Sulle tracce di una fisicità altra, quasi pre-espressiva, capace di fare emergere l’autenticità di una materia primordiale, più interessato alla gestualità di bambini e handicappati che non a quella di impettiti ballerini, dopo un primo esperimento artistico col figlio Yoshito, Hijikata avvia la sua collaborazione con Kazuo. Di colpo, allora, nell’arte di Ōno appare la dimensione della morte, poiché Hijikata, che vede nel destino dei reietti il centro dell’esistenza, gli propone di travestirsi da donna per interpretare Divine, la vecchia prostituta omosessuale che agonizza nel romanzo Notre-Dame-des-Fleurs di Jean Genet. Per circa un decennio da questo connubio nasceranno una serie di dirompenti spettacoli che da un lato costituiranno la genesi di ciò che oggi chiamiamo butō (il cui significato è «danza, tremito della terra, strisciare»), dall’altro vedranno successivamente fiorire una generazione di importanti danzatori. Trascorso questo periodo, Ōno si allontanò dalle scene per altri dieci anni. Al di là di alcune sporadiche apparizioni, si dedicò a un lavoro introspettivo di esplorazione delle proprie origini lavorando col cineasta Chiaki Nagano.
Quando torna sul palco è ormai il 1977. Ha settantun anni, ma qualcosa di profondo lo spinge ancora alla ribalta. Ispirato da una fotografia che immortala Antonia Mercé y Luque, ballerina latinoamericana da lui vista quando era ragazzo, con la regia di Hijikata compone il commovente assolo che lo rivelerà al mondo: La argentina.

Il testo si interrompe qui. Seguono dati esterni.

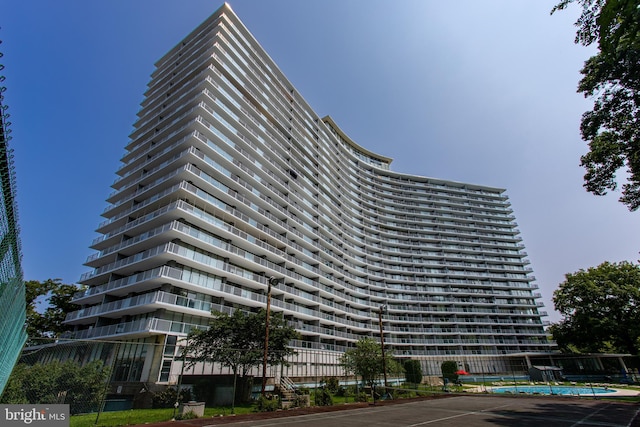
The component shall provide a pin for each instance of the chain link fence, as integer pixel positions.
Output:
(95, 376)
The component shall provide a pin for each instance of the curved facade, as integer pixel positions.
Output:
(230, 177)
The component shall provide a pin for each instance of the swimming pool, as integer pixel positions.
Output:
(553, 389)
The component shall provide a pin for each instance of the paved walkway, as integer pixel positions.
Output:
(467, 411)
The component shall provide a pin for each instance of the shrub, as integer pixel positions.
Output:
(413, 371)
(189, 415)
(323, 397)
(362, 397)
(267, 404)
(168, 397)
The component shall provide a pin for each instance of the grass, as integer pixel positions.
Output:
(141, 416)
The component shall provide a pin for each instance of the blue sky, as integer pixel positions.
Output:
(480, 92)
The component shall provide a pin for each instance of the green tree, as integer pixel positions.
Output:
(81, 387)
(43, 325)
(600, 309)
(237, 340)
(612, 79)
(413, 371)
(365, 359)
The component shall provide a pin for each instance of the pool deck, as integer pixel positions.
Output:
(617, 390)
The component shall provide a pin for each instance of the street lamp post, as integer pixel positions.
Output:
(383, 309)
(271, 282)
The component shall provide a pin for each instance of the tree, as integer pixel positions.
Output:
(449, 369)
(612, 78)
(600, 308)
(47, 324)
(237, 340)
(413, 371)
(365, 359)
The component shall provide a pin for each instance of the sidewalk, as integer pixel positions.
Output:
(228, 419)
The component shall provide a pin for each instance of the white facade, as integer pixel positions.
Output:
(230, 177)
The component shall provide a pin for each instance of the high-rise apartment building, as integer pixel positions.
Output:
(12, 291)
(230, 178)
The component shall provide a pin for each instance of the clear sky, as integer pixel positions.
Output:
(472, 91)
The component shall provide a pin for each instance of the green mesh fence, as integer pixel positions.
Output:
(12, 292)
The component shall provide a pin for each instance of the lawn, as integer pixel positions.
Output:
(141, 416)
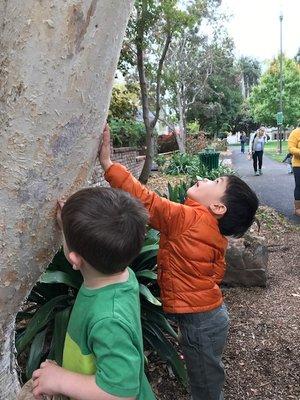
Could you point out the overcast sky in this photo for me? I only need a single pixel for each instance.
(255, 27)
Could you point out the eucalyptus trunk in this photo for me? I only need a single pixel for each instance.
(57, 65)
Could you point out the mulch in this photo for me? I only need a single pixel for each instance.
(262, 354)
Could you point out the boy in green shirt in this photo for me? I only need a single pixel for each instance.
(103, 231)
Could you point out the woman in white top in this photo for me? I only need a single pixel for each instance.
(256, 149)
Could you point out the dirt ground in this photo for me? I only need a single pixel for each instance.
(262, 356)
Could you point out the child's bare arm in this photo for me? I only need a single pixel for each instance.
(104, 151)
(50, 379)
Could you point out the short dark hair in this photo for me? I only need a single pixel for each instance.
(242, 204)
(105, 226)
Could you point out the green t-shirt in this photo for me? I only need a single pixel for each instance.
(104, 338)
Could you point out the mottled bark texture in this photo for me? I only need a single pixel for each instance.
(57, 65)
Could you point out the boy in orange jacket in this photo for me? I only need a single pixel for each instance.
(191, 262)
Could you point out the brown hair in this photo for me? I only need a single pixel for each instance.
(105, 226)
(242, 204)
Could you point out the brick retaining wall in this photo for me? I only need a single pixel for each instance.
(128, 156)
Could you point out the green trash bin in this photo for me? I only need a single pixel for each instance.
(209, 158)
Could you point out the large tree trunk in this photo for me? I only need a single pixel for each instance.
(57, 66)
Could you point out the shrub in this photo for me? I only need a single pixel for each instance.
(196, 142)
(42, 324)
(191, 166)
(167, 143)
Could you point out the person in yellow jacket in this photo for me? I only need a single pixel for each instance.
(294, 149)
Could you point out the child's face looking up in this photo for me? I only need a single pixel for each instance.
(208, 192)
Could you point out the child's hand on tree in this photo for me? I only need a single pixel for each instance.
(104, 150)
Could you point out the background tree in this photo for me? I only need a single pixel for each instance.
(264, 100)
(250, 74)
(217, 108)
(188, 66)
(150, 31)
(57, 66)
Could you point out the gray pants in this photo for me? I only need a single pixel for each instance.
(203, 338)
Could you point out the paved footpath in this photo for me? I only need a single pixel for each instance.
(274, 188)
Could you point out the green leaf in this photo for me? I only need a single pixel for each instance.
(36, 353)
(40, 320)
(155, 337)
(60, 329)
(144, 291)
(158, 317)
(51, 277)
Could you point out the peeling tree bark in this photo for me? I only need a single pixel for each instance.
(57, 65)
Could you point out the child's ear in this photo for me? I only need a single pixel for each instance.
(76, 260)
(219, 209)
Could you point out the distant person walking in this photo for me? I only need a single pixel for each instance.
(243, 140)
(256, 149)
(294, 149)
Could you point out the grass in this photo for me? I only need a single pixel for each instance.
(272, 151)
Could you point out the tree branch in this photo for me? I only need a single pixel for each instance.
(159, 75)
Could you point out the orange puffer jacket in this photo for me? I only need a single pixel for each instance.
(191, 253)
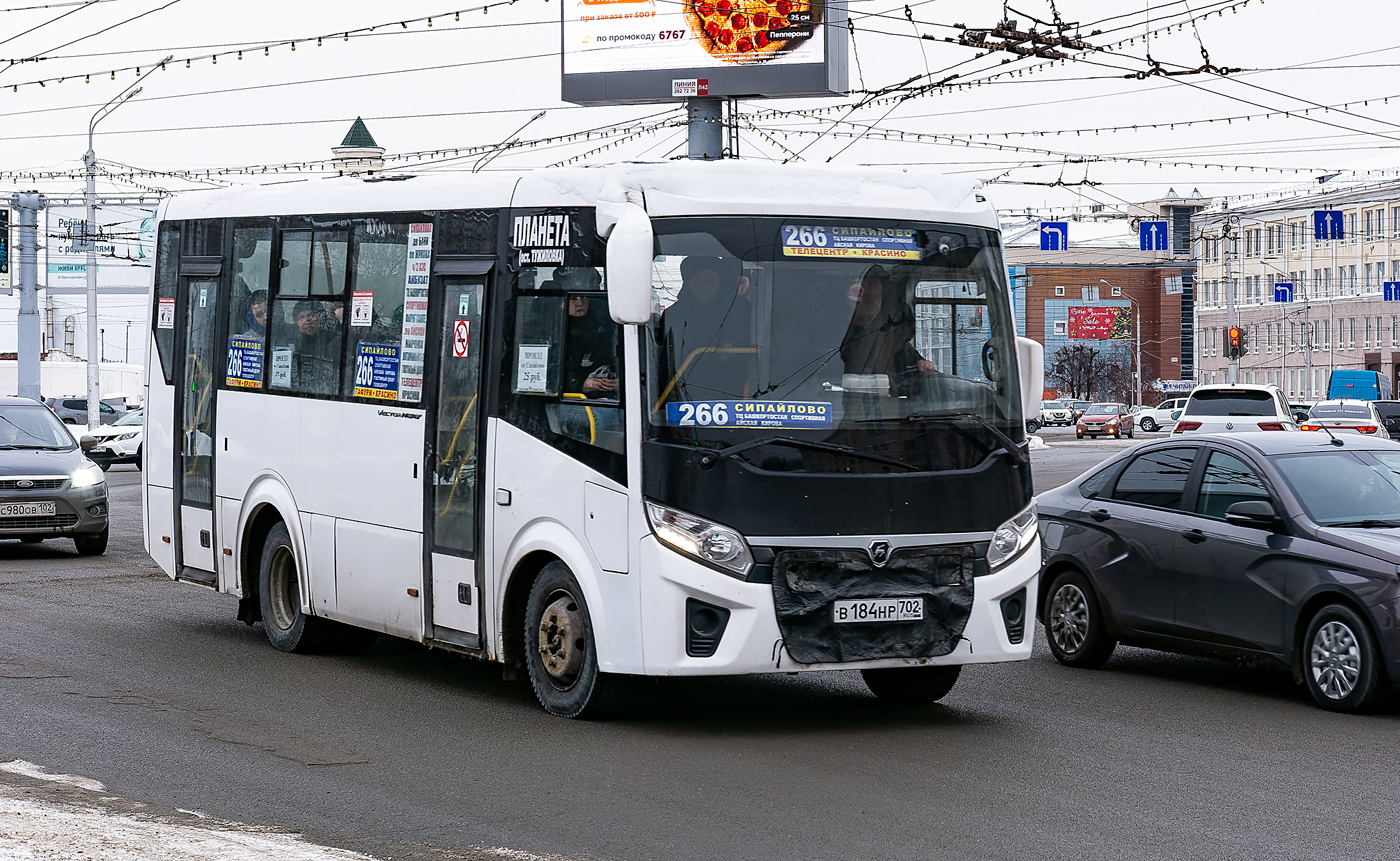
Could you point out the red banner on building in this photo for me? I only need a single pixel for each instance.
(1101, 322)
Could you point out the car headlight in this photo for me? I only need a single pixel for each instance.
(711, 543)
(1011, 538)
(87, 476)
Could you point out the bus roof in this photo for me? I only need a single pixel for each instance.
(672, 188)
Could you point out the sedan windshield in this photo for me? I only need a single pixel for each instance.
(1225, 402)
(878, 338)
(1346, 489)
(32, 427)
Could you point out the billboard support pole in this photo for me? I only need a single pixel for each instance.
(28, 205)
(704, 128)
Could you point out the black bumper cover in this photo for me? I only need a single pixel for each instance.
(805, 583)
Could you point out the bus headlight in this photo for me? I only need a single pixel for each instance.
(87, 476)
(1011, 538)
(711, 543)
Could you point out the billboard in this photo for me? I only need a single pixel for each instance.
(1101, 322)
(125, 248)
(632, 52)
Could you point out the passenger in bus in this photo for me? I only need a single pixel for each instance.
(707, 332)
(317, 350)
(256, 315)
(877, 350)
(591, 357)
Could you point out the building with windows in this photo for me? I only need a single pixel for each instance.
(1103, 268)
(1336, 315)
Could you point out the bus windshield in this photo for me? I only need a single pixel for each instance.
(885, 342)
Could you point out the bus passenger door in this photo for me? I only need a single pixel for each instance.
(452, 489)
(195, 458)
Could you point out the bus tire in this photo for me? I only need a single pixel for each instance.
(560, 650)
(912, 685)
(279, 592)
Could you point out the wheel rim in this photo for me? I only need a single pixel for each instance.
(1068, 618)
(284, 592)
(562, 639)
(1336, 660)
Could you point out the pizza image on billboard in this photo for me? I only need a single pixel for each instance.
(752, 31)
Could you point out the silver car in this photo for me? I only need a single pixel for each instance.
(48, 487)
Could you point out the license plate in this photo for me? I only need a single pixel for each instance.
(878, 609)
(28, 510)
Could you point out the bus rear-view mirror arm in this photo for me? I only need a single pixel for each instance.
(629, 262)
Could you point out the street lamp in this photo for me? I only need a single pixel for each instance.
(1137, 338)
(90, 237)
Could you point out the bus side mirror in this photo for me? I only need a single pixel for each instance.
(1031, 361)
(629, 262)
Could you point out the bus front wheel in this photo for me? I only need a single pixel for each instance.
(912, 685)
(560, 653)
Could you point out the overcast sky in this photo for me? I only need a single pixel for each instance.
(473, 81)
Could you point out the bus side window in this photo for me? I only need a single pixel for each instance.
(248, 307)
(167, 269)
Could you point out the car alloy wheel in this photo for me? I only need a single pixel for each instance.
(1334, 660)
(1068, 618)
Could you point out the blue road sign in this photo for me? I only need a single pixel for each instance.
(1327, 224)
(1151, 235)
(1054, 235)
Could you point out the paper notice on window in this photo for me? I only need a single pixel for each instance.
(415, 312)
(361, 308)
(532, 368)
(282, 367)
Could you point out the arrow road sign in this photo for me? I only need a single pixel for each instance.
(1151, 235)
(1054, 235)
(1327, 224)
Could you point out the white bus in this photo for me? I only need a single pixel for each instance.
(601, 423)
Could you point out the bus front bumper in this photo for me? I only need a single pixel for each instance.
(752, 643)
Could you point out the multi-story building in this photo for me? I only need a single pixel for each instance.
(1105, 268)
(1337, 317)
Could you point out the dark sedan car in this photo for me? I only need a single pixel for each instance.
(1266, 545)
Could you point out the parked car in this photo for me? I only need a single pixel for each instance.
(1106, 419)
(1157, 417)
(73, 410)
(1250, 545)
(1056, 412)
(116, 443)
(1232, 408)
(48, 489)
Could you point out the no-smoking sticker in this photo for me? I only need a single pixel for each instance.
(461, 338)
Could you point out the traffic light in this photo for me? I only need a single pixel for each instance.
(1234, 342)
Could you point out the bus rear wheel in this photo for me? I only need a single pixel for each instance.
(279, 594)
(560, 650)
(912, 685)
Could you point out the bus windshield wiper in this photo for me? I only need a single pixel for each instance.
(1007, 443)
(714, 457)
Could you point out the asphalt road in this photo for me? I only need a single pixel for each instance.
(109, 671)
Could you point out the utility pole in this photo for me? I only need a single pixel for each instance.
(28, 205)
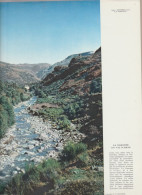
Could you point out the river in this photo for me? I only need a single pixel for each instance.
(28, 140)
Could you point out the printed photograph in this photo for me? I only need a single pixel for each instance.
(51, 128)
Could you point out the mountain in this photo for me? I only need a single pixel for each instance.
(21, 73)
(71, 97)
(64, 62)
(78, 75)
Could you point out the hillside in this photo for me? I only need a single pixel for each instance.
(69, 101)
(64, 62)
(71, 97)
(21, 73)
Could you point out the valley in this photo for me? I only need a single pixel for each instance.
(56, 143)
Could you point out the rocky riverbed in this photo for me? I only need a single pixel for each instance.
(30, 140)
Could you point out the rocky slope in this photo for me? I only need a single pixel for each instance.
(64, 63)
(21, 73)
(81, 73)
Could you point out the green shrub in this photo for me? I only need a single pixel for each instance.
(71, 150)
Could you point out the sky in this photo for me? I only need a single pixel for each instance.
(48, 32)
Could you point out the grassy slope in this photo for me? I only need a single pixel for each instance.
(77, 92)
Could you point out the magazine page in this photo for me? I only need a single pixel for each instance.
(51, 131)
(121, 73)
(70, 97)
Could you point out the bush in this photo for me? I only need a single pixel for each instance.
(23, 183)
(71, 150)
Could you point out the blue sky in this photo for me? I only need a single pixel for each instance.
(33, 32)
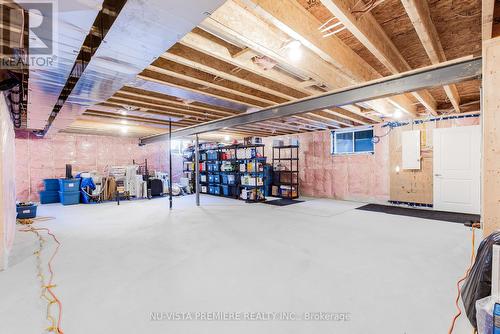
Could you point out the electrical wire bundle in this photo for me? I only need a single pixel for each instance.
(47, 286)
(461, 280)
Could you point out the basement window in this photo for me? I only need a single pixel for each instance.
(352, 141)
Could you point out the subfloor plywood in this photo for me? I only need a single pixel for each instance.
(117, 264)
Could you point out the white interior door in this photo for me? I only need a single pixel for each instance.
(457, 162)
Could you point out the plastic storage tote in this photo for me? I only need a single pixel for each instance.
(69, 185)
(47, 197)
(69, 198)
(51, 184)
(227, 190)
(26, 211)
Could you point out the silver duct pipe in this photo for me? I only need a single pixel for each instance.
(73, 23)
(142, 32)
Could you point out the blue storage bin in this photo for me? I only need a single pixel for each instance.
(51, 184)
(47, 197)
(69, 185)
(69, 197)
(227, 190)
(215, 190)
(213, 167)
(212, 155)
(228, 179)
(26, 211)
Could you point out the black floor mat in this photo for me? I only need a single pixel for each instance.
(453, 217)
(283, 202)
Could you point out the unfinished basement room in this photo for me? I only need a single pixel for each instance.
(250, 166)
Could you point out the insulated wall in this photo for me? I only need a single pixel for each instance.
(7, 185)
(38, 159)
(359, 177)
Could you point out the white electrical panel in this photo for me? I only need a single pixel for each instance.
(410, 141)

Paradossalmente forse è qui che è iniziata la sua danza. Infatti, da allora ha realizzato un insieme di miracolose performances che rappresentano un caso eccezionale nella storia del teatro. Quasi cercasse, col movimento, di risalire al principio stesso della vita, Ōno – l’anziano che a Natale amava travestirsi per i bambini del giardino d’infanzia – fino alla sua morte ha cavalcato ogni giorno lo spazio scenico come fosse la placenta di una grande madre, sospesa nell’infinità del cosmo.